郡役所は当時、「郡家(ぐうけ)」と呼ばれ、奈良時代に編纂された『常陸国風土記』の写本にも、「郡家」 と記されています。(※奈良時代の原本は現存せず、原本を書き写した後世の「写本」が現存しています。)

常陸国風土記の画像

『常陸国風土記』には「其社南郡家」と書かれています。これは「其の社(鹿島神宮)の南に郡家がある。」と読み下すことができます。昭和54年に行われた発掘調査では、この記述を裏付けるように鹿島神宮の南に位置する鹿嶋市宮中の神野向地区から、古代郡家に関わる大きな溝や黒く焼けた米(炭化米)などが発見されました。この大溝は、税を納めた倉庫群を囲む溝だということが分かり、黒く焼けた米はその倉に納められたもので、倉が火災にあったということが推測されます。また布目瓦や銅製の帯金具(ベルトのバックル)など、当時の役所施設や役人クラスの人物に付随すると考えられる装飾品等が出土したことから、昭和61年に国の史跡に指定されました。H26年度の小学校副読本作成の際に撮影したものに文字を後から加えたもの。

其社南郡家の画像

現在では7万平方メートル余りの広大な土地が史跡として指定され、これまでの発掘調査で、役人が政務を執り行った「郡庁」、米など税として聴き取るしたものを納める「正倉院」、台所施設である「厨家」と推定される建物跡、そして正倉院を囲んでいた幅4~5m(深さ1.5m~2.5m)の大溝が発見されています。また、「厨家」跡近くからは「館」と墨書された土器が出土していることから、国司などの要人が宿泊するための施設「館」も厨家に接近した場所にあったと推測されています。

鹿島郡家全体図の画像

更に『常陸国風土記』には「前郡所置」という記載があり、これは更に前の時代に別の場所に郡役所があったことを示しています。

2常陸国風土記の画像

「其社 南 郡家 沼尾池 (中略)前郡所置 多蒔橘 其實味之」

その社の南に郡家あり。北に沼尾の池あり。(中略)前に郡の置かれし所なり。多く橘を蒔ゆ。その実味し。

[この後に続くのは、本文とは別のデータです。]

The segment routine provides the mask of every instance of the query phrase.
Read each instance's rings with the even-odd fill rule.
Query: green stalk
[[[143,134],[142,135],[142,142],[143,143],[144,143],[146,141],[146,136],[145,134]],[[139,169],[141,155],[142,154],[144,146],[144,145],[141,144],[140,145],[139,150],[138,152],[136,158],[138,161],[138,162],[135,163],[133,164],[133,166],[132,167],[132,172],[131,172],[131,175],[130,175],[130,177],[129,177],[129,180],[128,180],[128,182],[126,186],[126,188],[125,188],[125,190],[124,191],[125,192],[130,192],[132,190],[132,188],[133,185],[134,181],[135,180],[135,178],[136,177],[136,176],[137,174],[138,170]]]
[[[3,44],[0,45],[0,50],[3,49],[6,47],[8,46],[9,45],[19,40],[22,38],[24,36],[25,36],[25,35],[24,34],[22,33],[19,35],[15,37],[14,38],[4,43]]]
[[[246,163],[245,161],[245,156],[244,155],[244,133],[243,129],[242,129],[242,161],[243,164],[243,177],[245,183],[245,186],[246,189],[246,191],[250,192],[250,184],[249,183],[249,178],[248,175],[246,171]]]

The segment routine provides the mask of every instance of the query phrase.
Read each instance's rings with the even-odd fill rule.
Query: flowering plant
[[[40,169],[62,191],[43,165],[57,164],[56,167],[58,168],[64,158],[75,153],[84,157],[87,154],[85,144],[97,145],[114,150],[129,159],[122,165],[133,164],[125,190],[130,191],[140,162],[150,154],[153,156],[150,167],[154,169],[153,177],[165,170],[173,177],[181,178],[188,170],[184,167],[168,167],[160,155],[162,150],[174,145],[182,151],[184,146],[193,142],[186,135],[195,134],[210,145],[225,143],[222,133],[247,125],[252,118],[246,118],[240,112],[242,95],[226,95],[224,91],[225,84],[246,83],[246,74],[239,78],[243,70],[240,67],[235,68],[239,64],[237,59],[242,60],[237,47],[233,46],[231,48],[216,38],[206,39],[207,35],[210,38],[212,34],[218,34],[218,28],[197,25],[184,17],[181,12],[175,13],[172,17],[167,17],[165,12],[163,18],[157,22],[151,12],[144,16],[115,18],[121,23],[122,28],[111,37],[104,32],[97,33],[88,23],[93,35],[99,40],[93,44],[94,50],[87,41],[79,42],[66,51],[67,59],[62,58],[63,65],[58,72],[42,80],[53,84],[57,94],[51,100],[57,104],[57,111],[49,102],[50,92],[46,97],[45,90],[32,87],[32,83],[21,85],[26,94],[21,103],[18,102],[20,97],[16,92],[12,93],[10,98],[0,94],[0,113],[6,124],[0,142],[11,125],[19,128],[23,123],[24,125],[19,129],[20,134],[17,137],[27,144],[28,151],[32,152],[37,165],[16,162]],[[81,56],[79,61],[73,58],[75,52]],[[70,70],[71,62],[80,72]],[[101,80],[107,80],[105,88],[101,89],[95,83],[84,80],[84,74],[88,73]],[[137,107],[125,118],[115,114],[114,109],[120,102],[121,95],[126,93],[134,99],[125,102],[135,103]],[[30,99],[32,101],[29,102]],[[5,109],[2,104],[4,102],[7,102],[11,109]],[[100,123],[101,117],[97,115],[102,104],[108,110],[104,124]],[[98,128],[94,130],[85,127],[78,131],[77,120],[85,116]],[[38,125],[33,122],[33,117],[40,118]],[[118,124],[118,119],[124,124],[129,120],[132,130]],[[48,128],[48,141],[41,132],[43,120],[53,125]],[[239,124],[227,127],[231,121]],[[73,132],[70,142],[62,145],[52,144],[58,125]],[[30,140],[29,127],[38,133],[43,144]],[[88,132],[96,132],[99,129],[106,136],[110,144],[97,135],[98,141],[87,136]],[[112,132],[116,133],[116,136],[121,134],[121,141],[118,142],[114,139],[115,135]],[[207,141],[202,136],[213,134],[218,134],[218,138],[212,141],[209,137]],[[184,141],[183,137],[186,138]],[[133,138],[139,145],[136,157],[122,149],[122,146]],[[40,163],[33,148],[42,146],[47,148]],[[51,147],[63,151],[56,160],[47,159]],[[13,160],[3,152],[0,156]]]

要約すると、「鹿島神宮の南には郡家があり、北には沼尾の池がある。(中略)この地は以前郡役所が置かれていた所である。橘がたくさん植えられていて、その果実は美味しい。」と書かれており、以前の郡役所が沼尾の池の周辺にあったことが分かります。鹿嶋市教育委員会では、この旧鹿島郡家の推定地である鹿嶋市沼尾地区周辺の学術調査を行っていますが、旧鹿島郡家はまだ発見されていません。